Book Launch
Colonial and Post-Colonial Landscapes I – Architecture, Cities, Infrastructures in Africa. Coast to Coast Researchers’ book
Book: Ana Vaz Milheiro (coord.). (2025). Colonial and Post-Colonial Landscapes I – Architecture, Cities, Infrastructures in Africa. Coast to Coast Researchers’ book. Porto: JackBackPack
Date: 1 April 2025
Location: Lisbon, Portugal


Summary
This first volume of the book series Colonial and Post-Colonial Landscapes presents the work of a group of researchers who, since 2010, have organised themselves into teams, crossing different research projects funded by the Portuguese Foundation for Science and Technology (FCT), starting with The Colonial Urbanisation Offices: Architectural Culture and Practice (PTDC/ AUR-AQI/104964/2008). The book brings together the main themes and arguments presented at the I International Congress Colonial and Post-Colonial Landscapes: Architecture, Cities, Infrastructures, as a result of the project ‘Coast to Coast’ – Late Portuguese Infrastructural Development in Continental Africa (Angola and Mozambique): Critical and Historical Analysis and Postcolonial Assessment (PTDC/ATP- AQI/0742/2014). The congress was held in Lisbon, at the Calouste Gulbenkian Foundation, from the 16th to 18th of January 2019, and was attended by 166 scholars. Its parallel programme included the exhibition Colonizing Africa – Reports on Colonial Public Works in Angola and Mozambique (1875-1975) at the Overseas Historical Archive [Arquivo Histórico Ultramarino], also in Lisbon. As a follow-up, a cycle of six seminars and a workshop for children were based on the exhibition theme and held at the Archive’s facilities, until April 2019.

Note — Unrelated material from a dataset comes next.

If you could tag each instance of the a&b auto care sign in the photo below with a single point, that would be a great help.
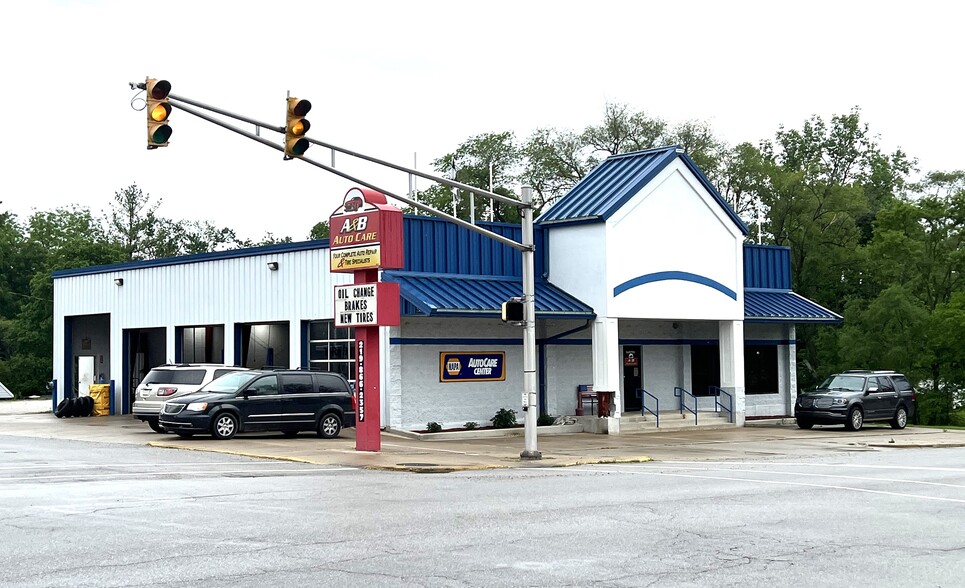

The Coast to Coast project aimed to survey, catalogue and contextualize the infrastructural process of the former Portuguese colonial territory in continental Africa (Angola and Mozambique) during the last century of Portuguese colonisation (1875-1975). The research questioned the influence of colonial strategies on current architectural and urban praxis in both these countries. It started from the analysis of the infrastructure process by mapping three specific typologies of colonial public works, approached from the perspective of archival and documental analysis, cartography, and histo- riographical description to the phase of identification and critical analysis of the state of these infrastructures (reuse, consolidation or abandonment) after Angolan and Mozambican independence in 1975. The central argument was based on the hypothesis that colonial territorial infrastructure processes left resilient marks on the post-colonial landscape, whose impact should be analysed to support future actions. Three programmatic typologies were chosen which were decisive in the territorial occupation and are still visible today: (i) transport networks (roads, ports, railways, and airports); (ii) hydro-electric power production (dams and facili- ties); (iii) settlements associated with the exploitation of natural resources (mining and agriculture). The three programmes were interconnected, reproducing the centralising model of Portuguese colonial exploitation. The team gathered Portuguese, Angolan and Mozambican researchers, architects, historians, and archivists. The Calouste Gulbenkian Foundation, Arquivo Histórico Ultramarino, Eduardo Mondlane University (Mozambique) and Universidade Técnica de Angola were partner institutions.